Reversibility of renal injury with cholesterol lowering in hyperlipidemic diabetic mice

Abstract

Hyperlipidemia is a risk factor for development and progression of diabetic nephropathy. However, it is not known if reduction of hyperlipidemia is protective against progression of disease. The goal of this study was to determine if reduction of hypercholesterolemia could limit progression of diabetic nephropathy. Diabetic and nondiabetic LDL receptor deficient (LDLR(-/-)) mice were fed diets containing either no cholesterol (0%) or high cholesterol (0.12%) for 36 weeks. One group each of diabetic and nondiabetic mice were fed the high-cholesterol diet for 26 weeks then changed to the 0% cholesterol diet for the last 10 weeks. Consumption of the high-cholesterol diet exacerbated the development of diabetic nephropathy with elevations in urine albumin excretion, glomerular and renal hypertrophy, and mesangial matrix expansion.
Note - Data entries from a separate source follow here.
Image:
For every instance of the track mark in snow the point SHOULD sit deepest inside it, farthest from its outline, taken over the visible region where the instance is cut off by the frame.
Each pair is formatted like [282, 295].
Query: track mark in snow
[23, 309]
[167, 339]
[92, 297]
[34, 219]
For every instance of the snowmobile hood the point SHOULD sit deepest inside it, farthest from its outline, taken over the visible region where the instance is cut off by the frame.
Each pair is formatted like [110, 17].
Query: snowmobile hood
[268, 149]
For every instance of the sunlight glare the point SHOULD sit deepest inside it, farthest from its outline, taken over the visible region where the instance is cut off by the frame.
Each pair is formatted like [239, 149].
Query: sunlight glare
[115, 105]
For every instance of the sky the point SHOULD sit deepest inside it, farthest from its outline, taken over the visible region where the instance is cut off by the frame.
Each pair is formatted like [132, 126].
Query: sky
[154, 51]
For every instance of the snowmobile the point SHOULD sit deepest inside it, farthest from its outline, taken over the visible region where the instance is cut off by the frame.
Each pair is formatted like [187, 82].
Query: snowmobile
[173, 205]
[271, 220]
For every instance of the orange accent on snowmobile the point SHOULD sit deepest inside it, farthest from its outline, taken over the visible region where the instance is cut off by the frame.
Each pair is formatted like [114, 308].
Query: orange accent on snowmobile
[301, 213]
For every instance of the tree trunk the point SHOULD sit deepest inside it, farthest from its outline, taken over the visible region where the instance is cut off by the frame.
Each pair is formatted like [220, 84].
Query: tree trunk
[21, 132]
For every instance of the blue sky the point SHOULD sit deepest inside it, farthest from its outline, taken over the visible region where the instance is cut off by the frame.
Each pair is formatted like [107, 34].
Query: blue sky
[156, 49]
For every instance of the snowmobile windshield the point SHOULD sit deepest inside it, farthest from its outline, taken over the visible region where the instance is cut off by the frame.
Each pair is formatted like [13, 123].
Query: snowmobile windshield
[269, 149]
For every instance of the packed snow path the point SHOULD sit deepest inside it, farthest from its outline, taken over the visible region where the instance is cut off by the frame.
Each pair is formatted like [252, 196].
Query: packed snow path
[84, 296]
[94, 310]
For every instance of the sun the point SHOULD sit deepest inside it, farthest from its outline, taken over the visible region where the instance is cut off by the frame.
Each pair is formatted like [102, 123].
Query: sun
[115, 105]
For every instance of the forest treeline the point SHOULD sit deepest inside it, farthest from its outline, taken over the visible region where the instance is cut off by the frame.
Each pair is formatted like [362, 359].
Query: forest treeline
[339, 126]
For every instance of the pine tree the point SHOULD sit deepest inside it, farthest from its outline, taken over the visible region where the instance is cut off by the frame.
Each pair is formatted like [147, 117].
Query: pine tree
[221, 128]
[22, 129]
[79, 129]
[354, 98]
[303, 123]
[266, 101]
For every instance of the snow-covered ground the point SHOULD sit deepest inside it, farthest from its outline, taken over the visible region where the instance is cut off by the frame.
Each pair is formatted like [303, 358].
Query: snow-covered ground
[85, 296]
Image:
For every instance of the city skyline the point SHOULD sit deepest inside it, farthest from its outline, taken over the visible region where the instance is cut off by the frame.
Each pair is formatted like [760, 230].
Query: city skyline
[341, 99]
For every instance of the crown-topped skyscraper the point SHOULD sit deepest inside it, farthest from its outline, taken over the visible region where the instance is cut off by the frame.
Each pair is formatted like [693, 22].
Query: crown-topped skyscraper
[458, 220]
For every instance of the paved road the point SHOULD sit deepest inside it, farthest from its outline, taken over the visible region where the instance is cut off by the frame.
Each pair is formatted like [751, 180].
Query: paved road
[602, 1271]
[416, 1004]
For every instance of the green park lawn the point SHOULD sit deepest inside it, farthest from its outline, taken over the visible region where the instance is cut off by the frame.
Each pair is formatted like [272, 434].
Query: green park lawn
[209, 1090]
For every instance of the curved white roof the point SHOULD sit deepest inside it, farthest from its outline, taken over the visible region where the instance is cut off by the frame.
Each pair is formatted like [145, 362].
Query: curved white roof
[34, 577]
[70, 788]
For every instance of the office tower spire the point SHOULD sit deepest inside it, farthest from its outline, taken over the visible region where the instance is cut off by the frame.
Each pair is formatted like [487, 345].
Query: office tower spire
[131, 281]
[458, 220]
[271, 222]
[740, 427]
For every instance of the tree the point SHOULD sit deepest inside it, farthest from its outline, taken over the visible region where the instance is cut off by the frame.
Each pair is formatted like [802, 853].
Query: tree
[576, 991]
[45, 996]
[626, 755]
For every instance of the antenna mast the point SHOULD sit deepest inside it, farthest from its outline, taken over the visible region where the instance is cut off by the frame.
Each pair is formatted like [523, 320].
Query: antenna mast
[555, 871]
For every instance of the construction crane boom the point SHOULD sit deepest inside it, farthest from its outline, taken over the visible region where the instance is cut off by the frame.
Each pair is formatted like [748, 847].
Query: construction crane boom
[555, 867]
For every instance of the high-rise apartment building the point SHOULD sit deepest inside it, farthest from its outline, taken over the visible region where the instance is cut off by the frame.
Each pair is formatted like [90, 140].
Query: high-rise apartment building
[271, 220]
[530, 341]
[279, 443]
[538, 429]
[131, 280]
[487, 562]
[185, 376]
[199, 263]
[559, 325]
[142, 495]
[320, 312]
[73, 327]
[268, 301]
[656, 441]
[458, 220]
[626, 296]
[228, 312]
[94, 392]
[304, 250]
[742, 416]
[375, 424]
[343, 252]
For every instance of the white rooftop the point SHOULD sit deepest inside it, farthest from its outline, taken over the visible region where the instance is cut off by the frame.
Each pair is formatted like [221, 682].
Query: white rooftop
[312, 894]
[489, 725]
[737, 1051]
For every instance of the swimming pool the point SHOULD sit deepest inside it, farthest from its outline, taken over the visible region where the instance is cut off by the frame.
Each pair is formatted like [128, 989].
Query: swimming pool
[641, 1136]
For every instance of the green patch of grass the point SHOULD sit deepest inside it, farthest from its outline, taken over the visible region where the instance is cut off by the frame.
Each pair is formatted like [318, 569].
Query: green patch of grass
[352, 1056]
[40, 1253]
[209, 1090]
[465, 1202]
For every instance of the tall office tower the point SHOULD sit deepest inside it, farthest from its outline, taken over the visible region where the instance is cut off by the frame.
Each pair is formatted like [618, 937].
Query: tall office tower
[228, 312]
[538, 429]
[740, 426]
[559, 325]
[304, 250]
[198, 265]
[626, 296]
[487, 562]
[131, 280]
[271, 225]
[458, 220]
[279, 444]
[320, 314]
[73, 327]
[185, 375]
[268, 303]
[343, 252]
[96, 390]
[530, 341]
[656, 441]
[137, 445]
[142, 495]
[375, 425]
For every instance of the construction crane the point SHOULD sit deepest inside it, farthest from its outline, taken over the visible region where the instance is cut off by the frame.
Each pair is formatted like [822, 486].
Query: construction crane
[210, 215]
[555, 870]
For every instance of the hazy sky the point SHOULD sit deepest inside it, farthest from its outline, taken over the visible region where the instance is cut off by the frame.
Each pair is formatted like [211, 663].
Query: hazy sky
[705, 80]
Increased glomerular lipid and apolipoprotein B accumulation was found in diabetic mice that consumed the 0.12% cholesterol diet compared with other groups. However, diabetic mice that changed from the high-cholesterol diet to the 0% cholesterol diet for the last 10 weeks had lower urine albumin excretion and mesangial matrix expansion compared with mice that consumed the 0.12% cholesterol diet throughout. This suggests that hyperlipidemia causes continuous renal injury, and that lowering cholesterol levels by dietary means can improve renal function in diabetic LDLR(-/-) mice.

Fig. 1.

Effect of diabetes and diets on metabolic parameters. A: Blood glucose was measured from the tail vein in nonfasted mice at the indicated weeks of study using a glucometer. B: Mice were weighed at the indicated weeks of study. C: Plasma cholesterol was measured from nonfasted mice at the indicated weeks of study. Data shown is mean ± SEM for N = 7–14 per group. Gray symbols and lines indicate diabetic mice, black symbols and lines indicate control mice. Squares represent mice fed the 0% cholesterol diet, triangles represent mice fed the 0.12% cholesterol diet, and the dotted line represents mice that were changed from the 0.12% cholesterol diet to the 0% cholesterol diet at week 26. ^a represents P < 0.05 for effect of diabetes versus control. ^b represents P < 0.05 for effect of diets.

Fig. 2.

Effect of diabetes and diets on renal parameters. A: Urinary albumin excretion is expressed as mg albumin per g creatinine, and was measured from 24 h urine samples obtained from individual mice at the indicated weeks of study. Data shown is mean ± SEM for N = 7–14 per group. Gray symbols and lines indicate diabetic mice, black symbols and lines indicate control mice. Squares represent mice fed the 0% cholesterol diet, triangles represent mice fed the 0.12% cholesterol diet, and the dotted line represents mice that were changed from the 0.12% cholesterol diet to the 0% cholesterol diet at week 26. ^a represents P < 0.05 for effect of diabetes versus control. ^b represents P < 0.05 for effect of diets. B: Mesangial matrix was evaluated on renal sections stained with periodic acid Schiff (PAS). Shown are representative sections (from N = 7–14/group) from control or diabetic mice fed the 0% or 0.12% diets for 36 weeks, or the mice that changed diets at week 26. C: Mesangial matrix accumulation was scored using a semi-quantitative scale on at least 30 glomeruli/mouse sectioned through the glomerular tuft by two blinded observers (D.T. and L.R.T.) from N = 7–14/group). * represents P < 0.05 by Holm-Sidak pairwise comparison.

Fig. 3.

Effect of diabetes and diets on renal lipid accumulation. A: Frozen renal sections were stained with Oil Red O. Shown are representative sections from N = 7–14/group, magnified 400×. B: Paraffin sections were immunostained for apoB (red color product). Shown are representative sections from N = 7–14/group, magnified 400×. C: Total renal protein was analyzed by Western blot for apoB content. Each lane shows renal apoB from one mouse/group, representative of 6/group. Actin was used as the loading control. D: Western blots were analyzed by densitometry. Closed bars are control mice, open bars are diabetic mice. Shown is mean ± SEM from N = 6/group.